De AED van de gezamenlijke sportverenigingen op de Lille hangt centraal in het stenen gebouwtje tussen de twee voetbalvelden (het ballenhok). Boven de deur het bordje AED. In onze tenniskantine hangt een A4 met het AED-teken uitleg en de sleutel in een plastic hoesje. De leden die een sleutel van de kantine hebben worden daarom verzocht deze bij zich te hebben wanneer zij aanwezig zijn op de club.
Een AED bedienen is één, maar meteen handelen is nog veel voornamer.
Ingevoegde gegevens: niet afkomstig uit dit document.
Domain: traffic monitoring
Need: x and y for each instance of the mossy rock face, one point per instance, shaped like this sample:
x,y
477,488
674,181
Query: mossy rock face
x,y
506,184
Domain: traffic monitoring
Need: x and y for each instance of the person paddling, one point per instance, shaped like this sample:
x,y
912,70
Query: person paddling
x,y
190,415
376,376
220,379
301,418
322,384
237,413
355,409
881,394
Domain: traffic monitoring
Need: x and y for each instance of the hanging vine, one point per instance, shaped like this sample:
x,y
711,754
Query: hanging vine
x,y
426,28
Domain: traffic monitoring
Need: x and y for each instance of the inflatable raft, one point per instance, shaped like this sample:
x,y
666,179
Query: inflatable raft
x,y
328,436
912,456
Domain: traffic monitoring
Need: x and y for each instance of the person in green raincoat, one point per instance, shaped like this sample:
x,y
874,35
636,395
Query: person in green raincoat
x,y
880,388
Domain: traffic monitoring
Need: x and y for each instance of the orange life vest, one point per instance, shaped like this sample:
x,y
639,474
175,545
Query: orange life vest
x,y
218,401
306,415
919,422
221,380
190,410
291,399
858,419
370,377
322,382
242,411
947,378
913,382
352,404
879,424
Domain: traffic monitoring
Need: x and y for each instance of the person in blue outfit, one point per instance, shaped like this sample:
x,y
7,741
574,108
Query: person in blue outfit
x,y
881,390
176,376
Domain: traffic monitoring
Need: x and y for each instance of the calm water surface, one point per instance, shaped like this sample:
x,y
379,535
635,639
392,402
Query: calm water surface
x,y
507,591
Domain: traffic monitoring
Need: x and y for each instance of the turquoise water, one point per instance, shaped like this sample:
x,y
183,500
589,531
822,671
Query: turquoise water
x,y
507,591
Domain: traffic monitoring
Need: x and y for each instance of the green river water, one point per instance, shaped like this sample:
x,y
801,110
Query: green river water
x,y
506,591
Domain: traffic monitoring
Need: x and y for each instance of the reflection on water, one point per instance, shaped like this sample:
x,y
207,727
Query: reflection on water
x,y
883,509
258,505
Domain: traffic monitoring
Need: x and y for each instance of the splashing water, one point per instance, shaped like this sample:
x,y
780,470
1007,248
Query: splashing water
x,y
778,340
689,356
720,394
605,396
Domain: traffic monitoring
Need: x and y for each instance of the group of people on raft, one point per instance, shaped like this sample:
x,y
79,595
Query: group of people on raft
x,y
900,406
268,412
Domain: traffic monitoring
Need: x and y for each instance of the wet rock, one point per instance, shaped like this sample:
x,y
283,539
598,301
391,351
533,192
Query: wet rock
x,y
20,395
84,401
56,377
Zo moet er wanneer er geen hartslag is direct gereanimeerd worden.
Wat is een AED?
AED staat voor Automatische Externe Defibrillator. Een AED is een apparaat waarmee men een elektrische schok aan het hart kan toedienen indien er sprake is van een levensbedreigende circulatiestilstand. Deze schok is een soort ‘reset’ van het hart. Na de schok zijn alle hartspiercellen als het ware weer gelijk geschakeld en moet het hart weer gewoon gaan pompen. Door het gebruik van een AED vergroten de overlevingskansen aanzienlijk.
Hoe werkt een AED?
Het apparaat bevat 2 elektroden die op de ontblote borstkas van het slachtoffer geplakt moeten worden. Een AED analyseert het hartritme zodra de elektroden aangesloten zijn. Daarna geeft het apparaat gesproken opdrachten aan de hulpverlener. Het apparaat vertelt precies wat hij moet doen, namelijk: óf doorgaan met reanimeren; óf een elektrische schok toedienen. De stroom wordt (met de AED die hangt in het ballenhok) automatisch aan het hart toegediend. Het fibrilleren zal hierdoor stoppen en het hart krijgt de kans zelf weer een normaal ritme op te bouwen.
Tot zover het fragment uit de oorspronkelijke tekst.